What short side-whiskered son of a what-not

would this be, and why does he need bucking up?

Wire full details, as at present fogged,

bewildered and mystified. Love. Wooster.

 

She
replied with the generous warmth which causes so many of her circle to hold on
to their hats when she lets herself go:

 

Listen, you foul blot. What’s the idea of making

me spend a fortune on telegrams like this?

Do you think I am made of money? Never you

mind what short side-whiskered son of a

what-not it is or why he needs bucking up.

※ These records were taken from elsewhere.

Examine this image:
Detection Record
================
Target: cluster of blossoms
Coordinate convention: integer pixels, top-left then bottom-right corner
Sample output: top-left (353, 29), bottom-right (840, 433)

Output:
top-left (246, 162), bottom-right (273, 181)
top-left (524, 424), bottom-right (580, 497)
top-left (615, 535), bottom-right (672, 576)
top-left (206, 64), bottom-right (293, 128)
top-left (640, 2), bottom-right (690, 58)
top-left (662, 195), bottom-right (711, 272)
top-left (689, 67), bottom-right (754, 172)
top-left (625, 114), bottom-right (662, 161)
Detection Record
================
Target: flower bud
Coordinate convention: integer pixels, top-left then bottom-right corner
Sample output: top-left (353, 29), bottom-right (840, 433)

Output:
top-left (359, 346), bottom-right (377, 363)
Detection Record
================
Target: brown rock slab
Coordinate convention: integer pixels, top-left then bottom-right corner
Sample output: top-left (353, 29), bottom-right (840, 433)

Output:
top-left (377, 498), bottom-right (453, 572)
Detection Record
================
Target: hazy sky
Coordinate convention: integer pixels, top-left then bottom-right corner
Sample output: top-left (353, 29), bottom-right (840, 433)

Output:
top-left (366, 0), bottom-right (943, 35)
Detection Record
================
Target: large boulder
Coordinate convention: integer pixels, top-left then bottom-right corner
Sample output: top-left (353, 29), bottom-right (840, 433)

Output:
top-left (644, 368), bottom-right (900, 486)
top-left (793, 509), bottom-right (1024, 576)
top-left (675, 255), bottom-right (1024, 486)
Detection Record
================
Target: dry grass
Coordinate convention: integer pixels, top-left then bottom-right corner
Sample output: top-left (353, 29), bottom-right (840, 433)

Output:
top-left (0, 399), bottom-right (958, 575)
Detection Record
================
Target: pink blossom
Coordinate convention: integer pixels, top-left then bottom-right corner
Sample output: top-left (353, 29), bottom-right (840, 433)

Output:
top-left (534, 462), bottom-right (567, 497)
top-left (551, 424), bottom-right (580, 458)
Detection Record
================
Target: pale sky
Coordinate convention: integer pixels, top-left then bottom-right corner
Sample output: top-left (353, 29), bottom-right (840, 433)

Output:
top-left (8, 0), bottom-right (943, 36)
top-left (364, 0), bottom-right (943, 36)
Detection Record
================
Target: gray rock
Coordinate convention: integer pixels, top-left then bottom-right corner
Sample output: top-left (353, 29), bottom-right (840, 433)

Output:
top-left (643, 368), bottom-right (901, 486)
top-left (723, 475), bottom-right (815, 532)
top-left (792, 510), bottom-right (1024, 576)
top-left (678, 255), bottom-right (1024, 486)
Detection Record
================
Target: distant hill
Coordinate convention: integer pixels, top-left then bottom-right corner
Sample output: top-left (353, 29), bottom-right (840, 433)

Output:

You just come as I tell you and look slippy

about it. Oh, and by the way, go to Aspinall’s in

Bond Street and get pearl necklace of mine they

have there and bring it down with you. Have

you got that? Aspinall’s. Bond Street. Pearl

necklace. Shall expect you tomorrow. Love. Travers.

 

A
little shaken but still keeping the flag flying, I responded with the ensuing:

 

Fully grasp all that Aspinall’s-Bond-Street-

pearl-necklace stuff, but what you are overlooking

is that coming to Brinkley at present juncture not

so jolly simple as you seem to think. There are

complications and what not. Wheels within

wheels, if you get what I mean. Whole thing calls

for deep thought. Will weigh matter carefully

and let you know decision. Love. Wooster.

 

You
see, though Brinkley Court is a home from home and gets five stars in Baedeker
as the headquarters of Monsieur Anatole, Aunt Dahlia’s French cook — a place,
in short, to which in ordinary circs I race, when invited, with a whoop and a
holler — it had taken me but an instant to spot that under existing conditions
there were grave objections to going there. I need scarcely say that I allude
to the fact that Florence was on the premises and Stilton expected shortly.

It was
this that was giving me pause. Who could say that the latter, finding me in
residence on his arrival, would not leap to the conclusion that I had rolled up
in pursuit of the former like young Lochinvar coming out of the west? And
should this thought flit into his mind, what, I asked myself, would the harvest
be? His parting words about my spine were still green in my memory. I knew him
to be a man rather careful in his speech, on whose promises one could generally
rely, and if he said he was going to break spines in four places, you could be
quite sure that four places was precisely what he would break them in.

I
passed a restless and uneasy evening. In no mood for revelry at the Drones, I
returned home early and was brushing up on my
Mystery of the Pink Crayfish
when
the telephone rang, and so disordered was the nervous system that I shot
ceilingwards at the sound. It was as much as I could do to totter across the
room and unhook the receiver.

The
voice that floated over the wire was that of Aunt Dahlia.

Well,
when I say floated, possibly ‘thundered’ would be more the
mot juste.
A
girlhood and early womanhood spent in chivvying the British fox in all weathers
under the auspices of the Quorn and Pytchley have left this aunt brick-red in
colour and lent amazing power to her vocal cords. I’ve never pursued foxes
myself, but apparently, when you do, you put in a good bit of your time
shouting across ploughed fields in a high wind, and this becomes a habit. If
Aunt Dahlia has a fault, it is that she is inclined to talk to you when face to
face in a small drawing-room as if she were addressing some crony a quarter of
a mile away whom she had observed riding over hounds. For the rest, she is a
large, jovial soul, built rather on the lines of Mae West, and is beloved by
all including the undersigned. Our relations had always been chummy to the last
drop.

‘Hullo,
hullo, hullo!’ she boomed. The old hunting stuff coming to the surface, you
notice. ‘Is that you, Bertie, darling?’

I said
it was none other.

‘Then
what’s the idea, you half-witted Gadarene swine, of all this playing
hard-to-get? You and your matter-weighing! I never heard such nonsense in my
life. You’ve got to come here, and immediately, if you don’t want an aunt’s
curse delivered on your doorstep by return of post. If I have to cope unaided
with that ruddy Percy any longer, I shall crack beneath the strain.’